A US entrepreneur and cryptocurrency investor has filed a $223m lawsuit against AT&T after a store employee allegedly facilitated SIM swap fraud.
Lawyers acting on behalf of Michael Terpin filed 16 counts of fraud, gross negligence, invasion of privacy, unauthorized disclosure of confidential customer records, violation of a consent decree, failure to supervise its employees and investigate their criminal background, and other charges in a US District Court in Los Angeles yesterday.
On January 7, an AT&T agent in a Connecticut store is alleged to have agreed to transfer Terpin's mobile phone number to a new SIM, which an “international criminal gang” then used to commit major identity fraud.
Specifically, they were able to circumvent 2FA security on his cryptocurrency accounts by intercepting one-time SMS passcodes to access them and then transfer funds to the tune of $24m elsewhere.
“Even after AT&T had placed vaunted additional protection on his account after an earlier incident, an imposter posing as Mr Terpin was able to easily obtain Mr Terpin’s telephone number from an insider cooperating with the hacker without the AT&T store employee requiring him to present valid identification or to give Mr.

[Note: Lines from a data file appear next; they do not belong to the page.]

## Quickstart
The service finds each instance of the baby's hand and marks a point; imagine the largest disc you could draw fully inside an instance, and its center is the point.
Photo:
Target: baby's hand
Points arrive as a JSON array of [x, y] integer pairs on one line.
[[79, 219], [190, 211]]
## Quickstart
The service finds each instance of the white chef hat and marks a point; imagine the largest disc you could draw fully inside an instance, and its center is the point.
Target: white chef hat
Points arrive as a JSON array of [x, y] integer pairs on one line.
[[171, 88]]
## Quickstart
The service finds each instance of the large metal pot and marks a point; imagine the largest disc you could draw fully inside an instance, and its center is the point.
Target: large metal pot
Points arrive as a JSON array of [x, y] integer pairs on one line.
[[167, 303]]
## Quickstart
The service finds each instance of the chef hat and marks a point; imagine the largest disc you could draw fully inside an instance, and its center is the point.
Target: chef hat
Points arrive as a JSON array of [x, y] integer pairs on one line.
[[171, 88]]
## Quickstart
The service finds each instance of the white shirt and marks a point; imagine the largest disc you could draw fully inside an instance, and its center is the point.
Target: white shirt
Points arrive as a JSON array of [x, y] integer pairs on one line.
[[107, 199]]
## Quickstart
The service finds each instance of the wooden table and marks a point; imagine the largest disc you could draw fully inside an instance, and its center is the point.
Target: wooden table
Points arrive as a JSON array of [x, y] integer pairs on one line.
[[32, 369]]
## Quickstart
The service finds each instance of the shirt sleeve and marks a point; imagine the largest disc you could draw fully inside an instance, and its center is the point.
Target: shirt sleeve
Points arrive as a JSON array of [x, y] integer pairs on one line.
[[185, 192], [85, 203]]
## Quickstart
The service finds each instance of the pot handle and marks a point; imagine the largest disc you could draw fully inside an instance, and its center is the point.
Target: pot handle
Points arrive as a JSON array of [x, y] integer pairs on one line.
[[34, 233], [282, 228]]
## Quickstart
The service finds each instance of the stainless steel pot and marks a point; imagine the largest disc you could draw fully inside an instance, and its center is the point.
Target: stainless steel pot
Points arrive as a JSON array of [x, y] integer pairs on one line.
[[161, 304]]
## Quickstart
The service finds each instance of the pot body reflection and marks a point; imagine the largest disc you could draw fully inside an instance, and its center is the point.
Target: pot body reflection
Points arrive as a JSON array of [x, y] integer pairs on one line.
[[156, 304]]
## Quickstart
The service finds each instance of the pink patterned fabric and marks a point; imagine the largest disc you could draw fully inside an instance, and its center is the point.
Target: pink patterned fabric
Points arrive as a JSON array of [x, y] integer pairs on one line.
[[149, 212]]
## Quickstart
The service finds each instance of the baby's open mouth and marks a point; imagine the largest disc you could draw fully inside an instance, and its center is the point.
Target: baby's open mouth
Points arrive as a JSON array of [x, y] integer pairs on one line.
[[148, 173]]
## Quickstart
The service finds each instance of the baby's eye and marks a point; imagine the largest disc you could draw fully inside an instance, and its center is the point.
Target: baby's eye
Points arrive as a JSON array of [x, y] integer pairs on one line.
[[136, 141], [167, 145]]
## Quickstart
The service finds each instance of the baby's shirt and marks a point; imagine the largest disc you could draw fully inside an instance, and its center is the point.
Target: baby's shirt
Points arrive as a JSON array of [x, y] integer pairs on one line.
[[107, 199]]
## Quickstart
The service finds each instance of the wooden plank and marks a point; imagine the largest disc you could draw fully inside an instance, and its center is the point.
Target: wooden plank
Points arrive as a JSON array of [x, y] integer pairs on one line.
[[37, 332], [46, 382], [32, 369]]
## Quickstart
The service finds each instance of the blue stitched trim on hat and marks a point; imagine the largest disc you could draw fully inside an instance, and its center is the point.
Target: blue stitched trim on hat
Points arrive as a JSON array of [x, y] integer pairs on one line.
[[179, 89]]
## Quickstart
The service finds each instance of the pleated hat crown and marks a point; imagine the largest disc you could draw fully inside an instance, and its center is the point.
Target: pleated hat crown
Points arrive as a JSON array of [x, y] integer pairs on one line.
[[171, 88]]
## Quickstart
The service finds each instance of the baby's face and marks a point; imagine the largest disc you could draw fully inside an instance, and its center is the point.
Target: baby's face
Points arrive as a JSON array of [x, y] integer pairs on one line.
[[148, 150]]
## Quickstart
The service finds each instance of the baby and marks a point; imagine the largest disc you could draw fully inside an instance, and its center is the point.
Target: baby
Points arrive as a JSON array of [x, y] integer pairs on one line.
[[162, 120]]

Terpin’s required password,” the complaint alleges.
“It was AT&T’s act of providing hackers with access to Mr Terpin’s telephone number without adhering to its security procedures that allowed the cryptocurrency theft to occur. What AT&T did was like a hotel giving a thief with a fake ID a room key and a key to the room safe to steal jewellery in the safe from the rightful owner.”
The complaint further alleges that AT&T’s 140 million customers are at a similar risk of SIM swap fraud “because it has become too big to care.”
AT&T is disputing the allegations and claims to be looking forward to “presenting our case in court.”